# CNN for MNIST hand-written digit classification using Pytorch

In [1]:
import sys
sys.version

'3.7.6 (default, Dec 30 2019, 19:38:28) \n[Clang 11.0.0 (clang-1100.0.33.16)]'

In [14]:
import torch
import torch.nn as nn
import torch.nn.functional as F

import torchvision as tv
import torchvision.datasets as ds

from tqdm import tqdm

print("torch version:", torch.__version__)
print("torchvision version:", tv.__version__)

torch version: 1.5.0
torchvision version: 0.6.0


## Download MNIST dataset

In [10]:
# Transforms to normalize images
transform = tv.transforms.Compose([
    tv.transforms.ToTensor(),
    tv.transforms.Normalize((0,), (1,))
])

# Download dataset
train_dataset = ds.MNIST(
    root='./data',
    train=True,
    transform=transform,
    download=True
)

test_dataset = ds.MNIST(
    root='./data',
    train=False,
    transform=transform,
    download=True
)

## Create Data Loaders

In [11]:
BS=64

train_loader = torch.utils.data.DataLoader(
    train_dataset,
    batch_size=BS,
    shuffle=True
)

test_loader = torch.utils.data.DataLoader(
    test_dataset,
    batch_size=BS,
    shuffle=False
)

## Create Model

In [5]:
class Net(nn.Module):

  def __init__(self):
    super(Net, self).__init__()
    self.conv1 = nn.Conv2d(in_channels=1, out_channels=8, kernel_size=3, padding=1)
    self.bn1 = nn.BatchNorm2d(8)
    self.conv2 = nn.Conv2d(in_channels=8, out_channels=16, kernel_size=3, padding=1)
    self.bn2 = nn.BatchNorm2d(16)
    self.conv3 = nn.Conv2d(in_channels=16, out_channels=32, kernel_size=3, padding=1)
    self.bn3 = nn.BatchNorm2d(32)
    self.classifier = nn.Linear(32 * 3 * 3, 10)
    self.pool = nn.MaxPool2d(2)

  def forward(self, x):
    x = F.dropout2d(self.pool(F.relu(self.bn1(self.conv1(x)))), p=0.05)
    x = F.dropout2d(self.pool(F.relu(self.bn2(self.conv2(x)))), p=0.05)
    x = F.dropout2d(self.pool(F.relu(self.bn3(self.conv3(x)))), p=0.05)
    x = x.view(-1, 32*3*3)
    x = self.classifier(x)
    return x

model = Net()

## Check for GPU availability

In [6]:
device = torch.device("cuda:0" if torch.cuda.is_available() else "cpu")
print(device)

model.to(device)

cpu


Net(
  (conv1): Conv2d(1, 8, kernel_size=(3, 3), stride=(1, 1), padding=(1, 1))
  (bn1): BatchNorm2d(8, eps=1e-05, momentum=0.1, affine=True, track_running_stats=True)
  (conv2): Conv2d(8, 16, kernel_size=(3, 3), stride=(1, 1), padding=(1, 1))
  (bn2): BatchNorm2d(16, eps=1e-05, momentum=0.1, affine=True, track_running_stats=True)
  (conv3): Conv2d(16, 32, kernel_size=(3, 3), stride=(1, 1), padding=(1, 1))
  (bn3): BatchNorm2d(32, eps=1e-05, momentum=0.1, affine=True, track_running_stats=True)
  (classifier): Linear(in_features=288, out_features=10, bias=True)
  (pool): MaxPool2d(kernel_size=2, stride=2, padding=0, dilation=1, ceil_mode=False)
)

In [7]:
from torchsummary import summary

summary(model, input_size=(1, 28, 28), batch_size=BS)

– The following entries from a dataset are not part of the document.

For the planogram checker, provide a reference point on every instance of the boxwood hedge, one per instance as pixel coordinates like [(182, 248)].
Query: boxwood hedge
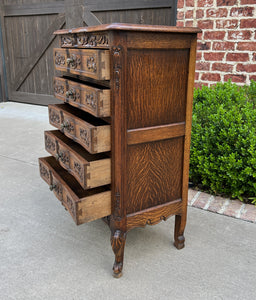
[(223, 141)]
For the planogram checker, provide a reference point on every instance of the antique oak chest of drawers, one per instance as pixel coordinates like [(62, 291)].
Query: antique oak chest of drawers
[(120, 150)]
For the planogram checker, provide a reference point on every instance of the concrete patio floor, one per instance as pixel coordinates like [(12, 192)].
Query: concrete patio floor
[(44, 255)]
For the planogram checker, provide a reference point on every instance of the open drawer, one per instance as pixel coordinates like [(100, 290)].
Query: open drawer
[(83, 205), (93, 63), (90, 170), (90, 98), (90, 132)]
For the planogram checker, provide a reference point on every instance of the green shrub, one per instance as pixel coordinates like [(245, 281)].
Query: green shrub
[(223, 141)]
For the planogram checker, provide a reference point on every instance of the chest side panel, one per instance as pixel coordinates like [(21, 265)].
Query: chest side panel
[(154, 173), (157, 81)]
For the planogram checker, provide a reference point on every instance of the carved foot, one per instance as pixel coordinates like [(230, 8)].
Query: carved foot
[(118, 243), (179, 242), (180, 223)]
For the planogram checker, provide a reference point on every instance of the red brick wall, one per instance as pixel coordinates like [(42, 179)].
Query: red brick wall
[(227, 44)]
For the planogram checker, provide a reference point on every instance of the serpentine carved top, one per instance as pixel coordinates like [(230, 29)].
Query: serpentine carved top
[(91, 64), (59, 88), (85, 136), (90, 100), (54, 116), (49, 144), (68, 40), (84, 40), (44, 172), (74, 61)]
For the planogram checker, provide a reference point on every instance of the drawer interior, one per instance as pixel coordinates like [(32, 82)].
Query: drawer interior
[(68, 180), (77, 148), (81, 115)]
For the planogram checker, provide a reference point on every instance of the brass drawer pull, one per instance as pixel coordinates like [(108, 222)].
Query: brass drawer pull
[(69, 93), (73, 61), (70, 60), (65, 125), (52, 187)]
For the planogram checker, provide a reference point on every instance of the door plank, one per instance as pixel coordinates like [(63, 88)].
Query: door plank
[(44, 43), (89, 18), (34, 9), (127, 5)]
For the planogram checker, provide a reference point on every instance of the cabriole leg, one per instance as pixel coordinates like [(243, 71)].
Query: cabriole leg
[(118, 242), (180, 223)]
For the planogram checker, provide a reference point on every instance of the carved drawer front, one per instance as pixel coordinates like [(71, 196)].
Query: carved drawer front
[(96, 101), (83, 205), (90, 132), (84, 40), (86, 62), (89, 170)]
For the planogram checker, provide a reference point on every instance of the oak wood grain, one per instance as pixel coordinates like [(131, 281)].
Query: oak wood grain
[(84, 206), (95, 101), (154, 174), (90, 132), (85, 62), (155, 133), (157, 87), (130, 27), (154, 215), (89, 170)]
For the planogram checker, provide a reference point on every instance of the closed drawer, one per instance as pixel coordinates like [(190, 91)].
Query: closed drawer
[(94, 100), (90, 132), (90, 170), (83, 205), (86, 62)]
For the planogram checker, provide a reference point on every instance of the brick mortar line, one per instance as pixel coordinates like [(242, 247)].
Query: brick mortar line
[(224, 207), (208, 203), (195, 198)]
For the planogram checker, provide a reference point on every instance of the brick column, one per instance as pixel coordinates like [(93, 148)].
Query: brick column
[(227, 44)]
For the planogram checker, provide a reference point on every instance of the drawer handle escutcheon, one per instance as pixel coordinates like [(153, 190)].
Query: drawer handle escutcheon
[(65, 125), (69, 93), (52, 187)]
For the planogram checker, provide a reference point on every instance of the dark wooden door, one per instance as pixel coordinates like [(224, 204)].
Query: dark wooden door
[(27, 27)]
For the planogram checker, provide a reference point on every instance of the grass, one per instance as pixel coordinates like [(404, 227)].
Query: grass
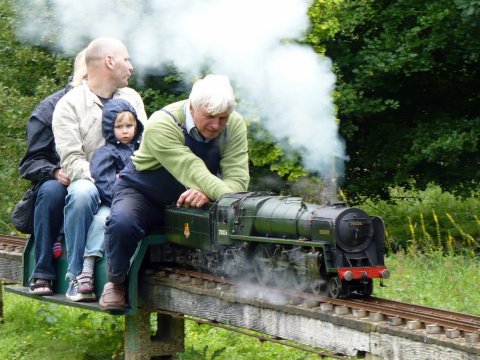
[(35, 330)]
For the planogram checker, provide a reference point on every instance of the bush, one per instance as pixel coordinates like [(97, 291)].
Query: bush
[(431, 219)]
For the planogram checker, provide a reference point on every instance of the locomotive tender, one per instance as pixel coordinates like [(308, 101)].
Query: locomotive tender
[(331, 250)]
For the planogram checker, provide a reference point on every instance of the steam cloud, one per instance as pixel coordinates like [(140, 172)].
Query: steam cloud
[(248, 40)]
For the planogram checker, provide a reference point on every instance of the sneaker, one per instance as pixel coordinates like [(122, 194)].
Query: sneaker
[(73, 294)]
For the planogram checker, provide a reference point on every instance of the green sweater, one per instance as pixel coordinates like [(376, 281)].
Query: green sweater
[(163, 144)]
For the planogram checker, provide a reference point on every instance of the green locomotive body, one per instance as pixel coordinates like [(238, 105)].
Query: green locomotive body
[(331, 250)]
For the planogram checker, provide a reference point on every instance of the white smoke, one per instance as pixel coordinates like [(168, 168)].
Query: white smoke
[(248, 40)]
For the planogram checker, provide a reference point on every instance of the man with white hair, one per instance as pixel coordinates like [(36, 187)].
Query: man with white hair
[(184, 147), (77, 128)]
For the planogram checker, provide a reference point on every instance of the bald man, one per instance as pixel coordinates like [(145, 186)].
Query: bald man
[(77, 128)]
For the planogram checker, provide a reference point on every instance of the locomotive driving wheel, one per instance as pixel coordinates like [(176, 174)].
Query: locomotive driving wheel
[(263, 263), (335, 287)]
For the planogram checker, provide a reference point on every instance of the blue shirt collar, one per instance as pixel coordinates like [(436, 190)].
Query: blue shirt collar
[(190, 125)]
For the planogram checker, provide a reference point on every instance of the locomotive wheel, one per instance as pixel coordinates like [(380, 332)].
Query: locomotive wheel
[(335, 287), (319, 287), (282, 273), (262, 263)]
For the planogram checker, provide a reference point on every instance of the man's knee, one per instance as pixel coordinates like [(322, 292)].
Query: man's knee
[(82, 193), (52, 192)]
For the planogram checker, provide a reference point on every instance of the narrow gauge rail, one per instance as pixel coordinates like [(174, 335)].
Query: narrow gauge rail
[(391, 309), (447, 319)]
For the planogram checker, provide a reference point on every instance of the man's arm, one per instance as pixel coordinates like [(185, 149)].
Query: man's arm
[(69, 145)]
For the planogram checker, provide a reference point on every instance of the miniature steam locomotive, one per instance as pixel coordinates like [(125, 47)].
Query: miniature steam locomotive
[(331, 250)]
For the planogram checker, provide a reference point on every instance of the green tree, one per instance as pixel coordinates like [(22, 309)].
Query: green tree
[(408, 91)]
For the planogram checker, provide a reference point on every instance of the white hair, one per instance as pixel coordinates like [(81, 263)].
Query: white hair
[(214, 94)]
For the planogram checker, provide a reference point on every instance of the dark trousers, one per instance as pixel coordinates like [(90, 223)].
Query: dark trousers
[(132, 216)]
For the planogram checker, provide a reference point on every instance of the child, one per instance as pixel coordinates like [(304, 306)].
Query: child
[(122, 131)]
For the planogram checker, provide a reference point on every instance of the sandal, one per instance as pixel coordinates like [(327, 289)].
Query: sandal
[(113, 297), (41, 287), (85, 283)]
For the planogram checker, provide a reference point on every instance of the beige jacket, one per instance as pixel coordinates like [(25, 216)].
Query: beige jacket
[(77, 127)]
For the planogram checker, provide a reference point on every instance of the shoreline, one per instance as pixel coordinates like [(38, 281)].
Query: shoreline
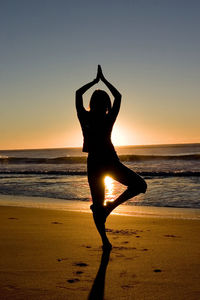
[(80, 206), (53, 254)]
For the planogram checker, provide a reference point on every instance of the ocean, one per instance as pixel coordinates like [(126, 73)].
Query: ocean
[(172, 173)]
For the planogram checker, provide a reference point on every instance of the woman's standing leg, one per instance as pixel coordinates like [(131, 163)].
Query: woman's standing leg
[(97, 188)]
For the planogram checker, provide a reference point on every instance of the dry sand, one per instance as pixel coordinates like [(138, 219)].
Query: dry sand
[(47, 254)]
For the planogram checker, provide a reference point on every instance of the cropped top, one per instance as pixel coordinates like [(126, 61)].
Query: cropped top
[(97, 133)]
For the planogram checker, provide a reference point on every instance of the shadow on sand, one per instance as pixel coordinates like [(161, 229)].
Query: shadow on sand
[(97, 290)]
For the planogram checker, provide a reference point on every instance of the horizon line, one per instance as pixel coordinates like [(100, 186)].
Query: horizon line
[(79, 147)]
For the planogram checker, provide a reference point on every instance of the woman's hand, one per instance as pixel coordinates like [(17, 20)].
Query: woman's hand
[(100, 73)]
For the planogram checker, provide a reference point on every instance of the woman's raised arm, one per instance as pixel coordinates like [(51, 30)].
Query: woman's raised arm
[(117, 96), (81, 91)]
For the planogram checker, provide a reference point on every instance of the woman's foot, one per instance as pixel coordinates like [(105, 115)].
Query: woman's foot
[(99, 212), (107, 246)]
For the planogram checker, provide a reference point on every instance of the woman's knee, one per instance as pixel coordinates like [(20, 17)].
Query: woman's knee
[(143, 186)]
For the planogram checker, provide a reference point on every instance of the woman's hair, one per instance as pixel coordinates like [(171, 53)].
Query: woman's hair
[(100, 102)]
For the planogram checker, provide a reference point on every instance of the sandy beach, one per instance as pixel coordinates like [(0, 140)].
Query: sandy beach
[(51, 254)]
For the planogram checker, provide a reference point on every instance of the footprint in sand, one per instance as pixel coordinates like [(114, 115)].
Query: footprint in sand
[(73, 280), (81, 264), (61, 259), (56, 223), (171, 235), (79, 272)]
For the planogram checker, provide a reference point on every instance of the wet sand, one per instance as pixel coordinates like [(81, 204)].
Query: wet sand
[(52, 254)]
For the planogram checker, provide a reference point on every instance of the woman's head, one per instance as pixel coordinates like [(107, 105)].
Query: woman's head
[(100, 102)]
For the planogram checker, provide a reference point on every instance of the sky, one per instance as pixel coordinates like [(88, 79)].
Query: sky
[(148, 49)]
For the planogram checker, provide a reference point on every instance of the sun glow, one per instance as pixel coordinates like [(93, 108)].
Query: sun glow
[(109, 185)]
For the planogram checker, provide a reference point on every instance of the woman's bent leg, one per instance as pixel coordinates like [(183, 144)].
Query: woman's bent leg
[(135, 184)]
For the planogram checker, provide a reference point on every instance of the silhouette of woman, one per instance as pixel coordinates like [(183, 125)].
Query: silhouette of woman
[(97, 124)]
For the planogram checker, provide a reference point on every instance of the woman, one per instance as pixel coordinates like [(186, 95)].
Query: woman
[(97, 124)]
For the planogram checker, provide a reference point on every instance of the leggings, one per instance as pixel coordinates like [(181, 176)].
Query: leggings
[(98, 168)]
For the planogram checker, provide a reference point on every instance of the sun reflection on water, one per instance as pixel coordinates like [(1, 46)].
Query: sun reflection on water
[(109, 186)]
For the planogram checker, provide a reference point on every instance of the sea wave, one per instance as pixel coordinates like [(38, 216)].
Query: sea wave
[(82, 159), (83, 173)]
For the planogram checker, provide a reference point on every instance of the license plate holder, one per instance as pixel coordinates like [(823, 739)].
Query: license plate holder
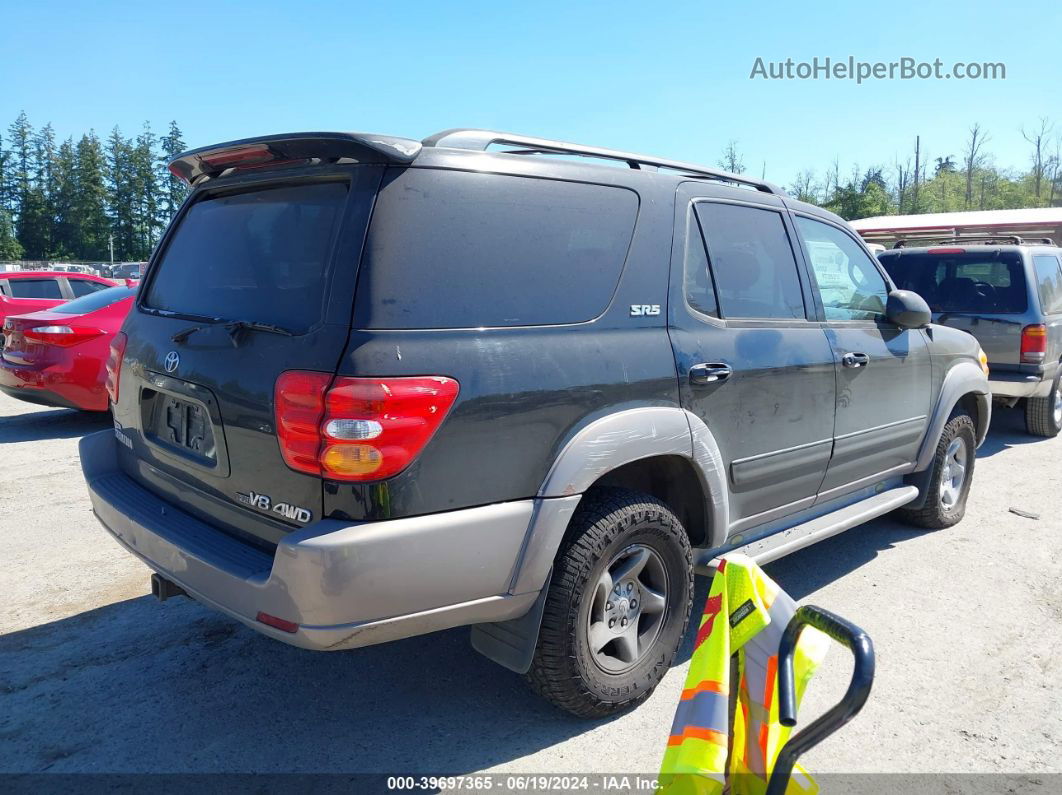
[(185, 427)]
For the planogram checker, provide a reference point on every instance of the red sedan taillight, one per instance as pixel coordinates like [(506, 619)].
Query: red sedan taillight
[(358, 429), (1033, 344), (115, 364), (62, 335)]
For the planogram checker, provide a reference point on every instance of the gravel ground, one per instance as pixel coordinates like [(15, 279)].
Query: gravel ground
[(96, 676)]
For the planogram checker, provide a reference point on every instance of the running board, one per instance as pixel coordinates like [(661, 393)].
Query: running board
[(784, 541)]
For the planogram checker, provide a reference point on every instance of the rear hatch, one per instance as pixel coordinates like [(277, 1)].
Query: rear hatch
[(255, 277), (979, 290)]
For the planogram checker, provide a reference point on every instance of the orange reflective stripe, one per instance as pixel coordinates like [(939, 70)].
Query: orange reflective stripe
[(712, 608), (705, 687), (772, 667), (696, 732)]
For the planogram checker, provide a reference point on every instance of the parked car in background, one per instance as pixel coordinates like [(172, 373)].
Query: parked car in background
[(374, 387), (57, 357), (30, 291), (1009, 296), (127, 271)]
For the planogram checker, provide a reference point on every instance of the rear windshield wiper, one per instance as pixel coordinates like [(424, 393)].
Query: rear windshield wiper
[(235, 328)]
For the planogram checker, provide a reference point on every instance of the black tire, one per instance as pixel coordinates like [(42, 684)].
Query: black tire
[(937, 513), (1042, 415), (609, 524)]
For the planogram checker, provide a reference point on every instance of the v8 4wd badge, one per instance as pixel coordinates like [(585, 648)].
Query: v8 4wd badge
[(264, 502)]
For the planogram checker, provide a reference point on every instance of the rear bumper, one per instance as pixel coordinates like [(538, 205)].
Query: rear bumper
[(50, 385), (1018, 384), (346, 585)]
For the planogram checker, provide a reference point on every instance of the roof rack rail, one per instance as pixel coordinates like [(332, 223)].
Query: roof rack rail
[(480, 140), (983, 239)]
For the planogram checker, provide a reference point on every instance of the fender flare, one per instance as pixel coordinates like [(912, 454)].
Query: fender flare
[(594, 450), (961, 379), (633, 434), (604, 445)]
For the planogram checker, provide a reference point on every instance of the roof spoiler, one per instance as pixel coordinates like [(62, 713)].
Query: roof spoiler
[(207, 162)]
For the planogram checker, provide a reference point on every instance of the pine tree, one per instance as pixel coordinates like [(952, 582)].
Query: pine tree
[(120, 194), (90, 200), (144, 185), (4, 179), (10, 247), (66, 236), (174, 191)]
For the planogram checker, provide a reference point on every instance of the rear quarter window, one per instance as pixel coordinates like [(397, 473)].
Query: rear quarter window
[(1048, 283), (85, 287), (34, 289), (463, 249), (95, 300), (973, 282)]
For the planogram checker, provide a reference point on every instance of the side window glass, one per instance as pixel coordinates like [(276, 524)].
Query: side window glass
[(700, 291), (84, 287), (34, 289), (1049, 283), (752, 262), (850, 284)]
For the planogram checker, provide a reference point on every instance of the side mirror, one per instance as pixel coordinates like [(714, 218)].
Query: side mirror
[(907, 309)]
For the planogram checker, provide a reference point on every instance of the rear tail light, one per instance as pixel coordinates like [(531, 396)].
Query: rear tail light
[(64, 335), (115, 364), (358, 429), (254, 153), (1033, 344)]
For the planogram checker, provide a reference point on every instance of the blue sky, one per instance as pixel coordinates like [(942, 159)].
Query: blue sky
[(665, 78)]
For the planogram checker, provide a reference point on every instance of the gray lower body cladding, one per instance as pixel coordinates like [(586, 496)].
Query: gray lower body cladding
[(345, 585)]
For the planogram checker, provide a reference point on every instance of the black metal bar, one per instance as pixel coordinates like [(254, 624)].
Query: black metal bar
[(480, 140), (955, 239), (862, 677)]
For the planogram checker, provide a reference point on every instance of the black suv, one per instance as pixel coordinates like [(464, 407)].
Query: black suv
[(374, 387)]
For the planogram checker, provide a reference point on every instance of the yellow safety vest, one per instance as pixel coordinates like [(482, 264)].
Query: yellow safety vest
[(746, 615)]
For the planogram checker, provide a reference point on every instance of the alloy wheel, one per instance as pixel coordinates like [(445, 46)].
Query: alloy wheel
[(627, 608)]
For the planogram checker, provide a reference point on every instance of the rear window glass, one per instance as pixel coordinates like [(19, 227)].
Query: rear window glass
[(96, 300), (962, 282), (258, 256), (752, 261), (462, 249), (1049, 283), (34, 289)]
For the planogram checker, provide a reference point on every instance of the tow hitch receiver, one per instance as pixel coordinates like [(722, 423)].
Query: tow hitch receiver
[(164, 589)]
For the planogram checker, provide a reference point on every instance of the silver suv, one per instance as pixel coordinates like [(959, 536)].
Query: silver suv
[(1009, 296)]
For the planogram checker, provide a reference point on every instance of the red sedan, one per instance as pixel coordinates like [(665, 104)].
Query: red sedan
[(57, 357), (31, 291)]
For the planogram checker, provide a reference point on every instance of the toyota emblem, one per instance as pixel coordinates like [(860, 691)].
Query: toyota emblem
[(172, 361)]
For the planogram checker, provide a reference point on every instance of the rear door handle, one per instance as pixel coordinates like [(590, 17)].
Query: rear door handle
[(709, 373)]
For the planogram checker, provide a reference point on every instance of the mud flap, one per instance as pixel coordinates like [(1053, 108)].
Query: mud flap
[(511, 643)]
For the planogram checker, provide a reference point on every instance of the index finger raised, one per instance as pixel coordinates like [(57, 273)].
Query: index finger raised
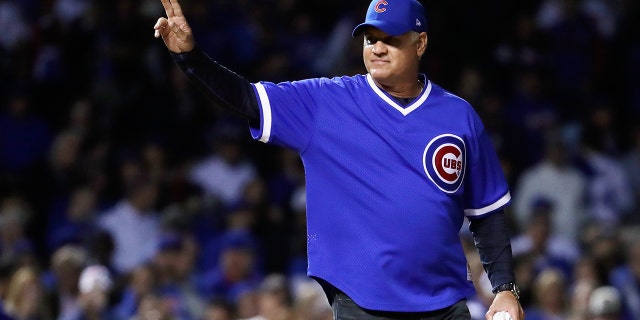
[(172, 8)]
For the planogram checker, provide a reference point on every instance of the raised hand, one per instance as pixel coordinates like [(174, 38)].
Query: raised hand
[(174, 29)]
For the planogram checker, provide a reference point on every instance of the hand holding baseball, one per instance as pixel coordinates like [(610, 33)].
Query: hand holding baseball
[(174, 29)]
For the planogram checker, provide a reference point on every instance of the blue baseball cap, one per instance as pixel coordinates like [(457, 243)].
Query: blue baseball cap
[(394, 17)]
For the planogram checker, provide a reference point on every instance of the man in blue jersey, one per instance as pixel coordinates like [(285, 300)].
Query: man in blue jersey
[(390, 174)]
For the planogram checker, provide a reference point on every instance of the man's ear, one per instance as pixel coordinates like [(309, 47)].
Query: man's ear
[(421, 44)]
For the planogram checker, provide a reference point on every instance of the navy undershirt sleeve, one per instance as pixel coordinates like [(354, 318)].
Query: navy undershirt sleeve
[(493, 241), (223, 86)]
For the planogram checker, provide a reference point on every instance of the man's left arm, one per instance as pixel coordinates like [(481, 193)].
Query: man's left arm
[(492, 238)]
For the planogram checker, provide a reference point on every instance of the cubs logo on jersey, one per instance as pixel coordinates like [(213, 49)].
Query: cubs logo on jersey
[(444, 162)]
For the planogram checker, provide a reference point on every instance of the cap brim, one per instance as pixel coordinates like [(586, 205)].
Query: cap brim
[(392, 29)]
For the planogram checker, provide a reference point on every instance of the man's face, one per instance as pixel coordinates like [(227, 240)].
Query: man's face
[(391, 58)]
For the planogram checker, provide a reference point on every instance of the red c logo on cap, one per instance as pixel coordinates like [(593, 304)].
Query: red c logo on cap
[(380, 3)]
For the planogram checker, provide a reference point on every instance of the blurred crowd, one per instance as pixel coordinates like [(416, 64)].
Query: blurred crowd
[(124, 194)]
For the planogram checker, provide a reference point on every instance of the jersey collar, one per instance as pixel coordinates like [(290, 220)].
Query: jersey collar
[(390, 101)]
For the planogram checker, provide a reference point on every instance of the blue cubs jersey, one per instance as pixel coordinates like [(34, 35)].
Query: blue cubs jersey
[(388, 186)]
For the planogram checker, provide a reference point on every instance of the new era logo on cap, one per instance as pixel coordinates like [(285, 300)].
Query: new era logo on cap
[(394, 17)]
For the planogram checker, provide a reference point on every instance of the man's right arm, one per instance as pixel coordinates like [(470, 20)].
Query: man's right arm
[(220, 84), (223, 86)]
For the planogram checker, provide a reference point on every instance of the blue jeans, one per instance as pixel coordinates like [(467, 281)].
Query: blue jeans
[(345, 309)]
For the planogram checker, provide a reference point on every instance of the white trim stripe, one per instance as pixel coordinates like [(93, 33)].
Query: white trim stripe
[(496, 205), (393, 103), (266, 112)]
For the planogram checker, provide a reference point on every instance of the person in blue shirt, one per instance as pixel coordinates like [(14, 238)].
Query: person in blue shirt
[(393, 163)]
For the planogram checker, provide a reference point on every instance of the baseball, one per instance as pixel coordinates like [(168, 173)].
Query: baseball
[(501, 315)]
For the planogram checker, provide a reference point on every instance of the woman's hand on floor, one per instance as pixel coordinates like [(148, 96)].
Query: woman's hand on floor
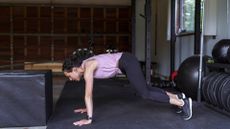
[(81, 110), (82, 122)]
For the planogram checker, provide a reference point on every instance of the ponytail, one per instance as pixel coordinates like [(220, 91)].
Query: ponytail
[(76, 59)]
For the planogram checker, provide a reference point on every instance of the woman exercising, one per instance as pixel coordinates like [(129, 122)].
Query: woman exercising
[(84, 64)]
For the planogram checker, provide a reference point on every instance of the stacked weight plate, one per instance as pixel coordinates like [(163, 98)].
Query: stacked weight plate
[(216, 90)]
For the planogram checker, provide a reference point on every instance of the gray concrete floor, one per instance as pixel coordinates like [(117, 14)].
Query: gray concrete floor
[(58, 84)]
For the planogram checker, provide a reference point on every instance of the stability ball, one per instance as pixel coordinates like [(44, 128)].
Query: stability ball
[(188, 74), (220, 51)]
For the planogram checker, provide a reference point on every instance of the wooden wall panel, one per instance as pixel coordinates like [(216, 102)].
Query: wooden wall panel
[(19, 48), (59, 46), (45, 48), (32, 49), (51, 32), (72, 44)]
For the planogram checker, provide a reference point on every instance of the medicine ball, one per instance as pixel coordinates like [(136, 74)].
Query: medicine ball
[(188, 74), (220, 51)]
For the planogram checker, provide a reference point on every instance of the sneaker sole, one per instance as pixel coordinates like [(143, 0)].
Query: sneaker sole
[(190, 108)]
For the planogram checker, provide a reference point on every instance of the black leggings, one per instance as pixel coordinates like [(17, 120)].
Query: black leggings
[(130, 66)]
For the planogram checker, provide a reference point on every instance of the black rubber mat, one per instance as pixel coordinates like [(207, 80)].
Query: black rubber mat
[(116, 106)]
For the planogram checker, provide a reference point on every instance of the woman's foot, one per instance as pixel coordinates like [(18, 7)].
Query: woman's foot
[(187, 109), (178, 108)]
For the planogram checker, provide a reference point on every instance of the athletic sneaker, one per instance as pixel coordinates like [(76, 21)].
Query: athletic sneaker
[(187, 108), (178, 108)]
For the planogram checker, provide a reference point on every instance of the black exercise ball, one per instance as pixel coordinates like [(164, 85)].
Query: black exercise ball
[(188, 75), (220, 51)]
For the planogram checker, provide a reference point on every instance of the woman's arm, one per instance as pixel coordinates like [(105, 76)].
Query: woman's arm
[(90, 66)]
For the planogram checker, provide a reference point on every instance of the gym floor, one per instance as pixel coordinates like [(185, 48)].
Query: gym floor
[(117, 106), (58, 84)]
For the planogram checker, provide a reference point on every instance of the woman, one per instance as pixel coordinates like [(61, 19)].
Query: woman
[(83, 64)]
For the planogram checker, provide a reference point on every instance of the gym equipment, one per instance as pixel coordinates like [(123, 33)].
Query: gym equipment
[(188, 73), (26, 98), (220, 51), (216, 90)]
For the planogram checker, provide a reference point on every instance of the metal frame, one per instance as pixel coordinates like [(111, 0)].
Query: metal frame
[(148, 40), (172, 37)]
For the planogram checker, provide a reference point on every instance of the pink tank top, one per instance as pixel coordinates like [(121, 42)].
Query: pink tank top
[(107, 65)]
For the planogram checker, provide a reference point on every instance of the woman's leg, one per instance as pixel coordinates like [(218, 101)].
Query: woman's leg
[(130, 65)]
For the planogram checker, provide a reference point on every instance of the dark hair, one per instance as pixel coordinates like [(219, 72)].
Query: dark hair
[(76, 59)]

----------------------------------------------------------------
        Layer (type)               Output Shape         Param #
            Conv2d-1            [32, 8, 28, 28]              80
       BatchNorm2d-2            [32, 8, 28, 28]              16
         MaxPool2d-3            [32, 8, 14, 14]               0
            Conv2d-4           [32, 16, 14, 14]           1,168
       BatchNorm2d-5           [32, 16, 14, 14]              32
         MaxPool2d-6             [32, 16, 7, 7]               0
            Conv2d-7             [32, 32, 7, 7]           4,640
       BatchNorm2d-8             [32, 32, 7, 7]              64
         MaxPool2d-9             [32, 32, 3, 3]               0
           Linear-10                   [32, 10]           2,890
Total params: 8,890
Trainable params: 8,890
Non-trainable params: 0
----------------------------------------------------------------
Input size (MB): 0.10
Forward/backward pass size (MB): 6.01
Params size (MB): 0.03
Estimated Total

## Define a loss function and an optimizer

In [8]:
criterion = torch.nn.CrossEntropyLoss()
optimizer = torch.optim.SGD(model.parameters(), lr=0.001, momentum=0.9)

## Train the network

In [16]:
from time import time

EPOCHS=2
LOG_FREQ=100

# Set model in training mode
model.train()

for epoch in range(EPOCHS):

    print(f'Epoch {epoch + 1}')
    running_loss = 0
    start_time = time()

    # Loop over each batch
    for i, (inputs, labels) in enumerate(tqdm(train_loader)):

        # Send to GPU if available
        inputs = inputs.to(device)
        labels = labels.to(device)

        # Clear gradients
        optimizer.zero_grad()

        # Forward pass
        outputs = model(inputs)

        # Calculate loss
        loss = criterion(outputs, labels)

        # Backward pass
        loss.backward()

        # Optimize
        optimizer.step()

        running_loss += loss.item()

        if (i+1) % LOG_FREQ == 0:
          print(f'[{epoch+1}, {i+1}] loss: {(running_loss/LOG_FREQ):.3f}')
          running_loss = 0

    end_time = time()
    print(f'{end_time - start_time:.2f}s for epoch')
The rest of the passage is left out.